Millions of eyes will be trained above the Space Coast and beyond, watching closely as the Artemis II crew makes its historic, high-powered trek toward the moon.
In many ways the crew, who are set to liftoff as early as 6:24 p.m. Wednesday, April 1, is more a reflection of modern international relationships and an America at 250 years old than the stoic-minded astronauts who vaulted to the moon and back in the 1960s and 1970s.
The Artemis II crew includes the first Black man, the first woman and the first Canadian to ever fly on a moon mission.

“It has been a tremendous amount of work, but the cool thing for this crew is just how much effort we have been willing to put into it,” said mission commander Reid Wiseman on the recent NASA podcast, Houston We Have a Podcast, recorded in October 2025.
A diverse crew of distinction aboard Artemis II
The journey will mark the first time a Black person and a woman will have traveled beyond the low Earth orbit, heading into deep space toward the moon.
Mission pilot Victor J. Glover, a 49-year-old African American Navy captain, has a long space flight history both aboard the International Space Station and as pilot of the Crew-1 Dragon spacecraft. He is married with four children.
Christina Koch, 47, is the crew specialist and a North Carolina electrical engineer who also journeyed to the space station for 328 days during a previous mission after becoming an astronaut in 2013. She was part of the first all women spacewalk in October 2019. She also explored Antarctica during a year-long research mission.
Canadian Space Agency astronaut Jeremy Hansen, a farm boy turned fighter pilot from Ontario, will be the first from his nation to make a moon mission. A 50-year-old husband and father of three, he also will be the first non-American to head to the moon.
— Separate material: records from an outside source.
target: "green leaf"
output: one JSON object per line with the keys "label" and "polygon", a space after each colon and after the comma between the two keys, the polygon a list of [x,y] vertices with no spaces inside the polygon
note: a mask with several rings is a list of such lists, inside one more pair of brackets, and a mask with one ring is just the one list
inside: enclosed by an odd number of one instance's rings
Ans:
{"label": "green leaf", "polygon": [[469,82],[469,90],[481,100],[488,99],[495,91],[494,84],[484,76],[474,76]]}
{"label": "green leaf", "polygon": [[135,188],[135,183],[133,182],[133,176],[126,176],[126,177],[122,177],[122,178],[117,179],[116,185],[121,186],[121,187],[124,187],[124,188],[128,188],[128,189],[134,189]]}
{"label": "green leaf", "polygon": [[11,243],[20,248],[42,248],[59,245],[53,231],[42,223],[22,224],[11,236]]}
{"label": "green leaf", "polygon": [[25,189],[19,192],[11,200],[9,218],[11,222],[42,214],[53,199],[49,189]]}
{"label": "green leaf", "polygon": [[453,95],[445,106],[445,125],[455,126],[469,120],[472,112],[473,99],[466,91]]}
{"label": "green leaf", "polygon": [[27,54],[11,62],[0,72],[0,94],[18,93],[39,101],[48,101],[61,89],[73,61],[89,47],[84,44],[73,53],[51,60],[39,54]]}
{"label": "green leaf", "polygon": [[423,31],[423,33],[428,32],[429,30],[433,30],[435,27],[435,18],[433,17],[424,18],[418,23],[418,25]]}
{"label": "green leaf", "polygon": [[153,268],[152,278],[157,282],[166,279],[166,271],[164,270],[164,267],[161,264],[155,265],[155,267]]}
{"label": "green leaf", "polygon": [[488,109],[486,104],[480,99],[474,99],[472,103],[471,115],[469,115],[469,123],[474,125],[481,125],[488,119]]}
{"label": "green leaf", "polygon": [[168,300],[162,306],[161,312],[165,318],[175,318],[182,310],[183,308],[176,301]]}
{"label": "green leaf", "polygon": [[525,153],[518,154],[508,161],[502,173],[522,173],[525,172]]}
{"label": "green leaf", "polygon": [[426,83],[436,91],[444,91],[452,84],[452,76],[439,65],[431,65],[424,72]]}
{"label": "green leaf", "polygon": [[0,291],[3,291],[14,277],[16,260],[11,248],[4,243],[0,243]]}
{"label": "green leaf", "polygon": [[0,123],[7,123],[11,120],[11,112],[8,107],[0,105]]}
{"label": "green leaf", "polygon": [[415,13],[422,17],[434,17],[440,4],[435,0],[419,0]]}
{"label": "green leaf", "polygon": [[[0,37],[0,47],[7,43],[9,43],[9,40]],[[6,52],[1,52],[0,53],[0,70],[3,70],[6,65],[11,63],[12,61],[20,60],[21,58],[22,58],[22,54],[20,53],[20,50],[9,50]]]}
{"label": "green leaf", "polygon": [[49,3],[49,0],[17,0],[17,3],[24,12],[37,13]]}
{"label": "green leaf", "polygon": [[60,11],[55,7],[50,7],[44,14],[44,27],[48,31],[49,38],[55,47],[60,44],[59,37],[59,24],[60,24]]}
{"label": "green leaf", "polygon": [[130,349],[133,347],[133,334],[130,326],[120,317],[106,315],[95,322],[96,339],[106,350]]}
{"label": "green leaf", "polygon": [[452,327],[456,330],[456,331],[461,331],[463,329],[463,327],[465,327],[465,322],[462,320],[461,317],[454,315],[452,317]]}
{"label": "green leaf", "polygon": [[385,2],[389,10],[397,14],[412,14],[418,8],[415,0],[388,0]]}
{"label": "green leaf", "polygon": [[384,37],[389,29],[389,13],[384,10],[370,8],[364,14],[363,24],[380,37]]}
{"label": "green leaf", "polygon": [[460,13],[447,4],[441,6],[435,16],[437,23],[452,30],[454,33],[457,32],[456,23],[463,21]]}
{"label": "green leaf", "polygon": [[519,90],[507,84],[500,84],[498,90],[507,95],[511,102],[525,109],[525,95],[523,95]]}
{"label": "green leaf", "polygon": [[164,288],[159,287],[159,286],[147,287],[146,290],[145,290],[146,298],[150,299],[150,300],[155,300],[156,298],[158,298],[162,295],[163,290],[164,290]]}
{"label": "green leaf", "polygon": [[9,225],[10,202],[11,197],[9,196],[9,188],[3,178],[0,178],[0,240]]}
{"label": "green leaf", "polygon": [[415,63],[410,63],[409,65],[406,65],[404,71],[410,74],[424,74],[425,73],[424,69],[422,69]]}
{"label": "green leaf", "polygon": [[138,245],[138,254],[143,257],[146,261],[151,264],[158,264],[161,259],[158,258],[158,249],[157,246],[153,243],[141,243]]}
Commander: 'It's not about us'
The four-member crew is led by Commander Reid Wiseman, a 50-year-old retired test pilot from Baltimore who served as NASA’s chief astronaut and spent 165 days aboard the space station in 2014. He is a widower who lost his wife to cancer in 2020.
The crew has been working closely together since 2023, chatting it up during press conferences and slipping into black shades and flight uniforms for promotional photo ops.
"We understand why so many people focus on our names, why our pictures hang all over the center," Glover said on the Houston We Have a Podcast program.
"... it’s not about us; we try very hard to make it not about us. It’s about landing on the moon and eventually landing on Mars, and it’s about the next thing."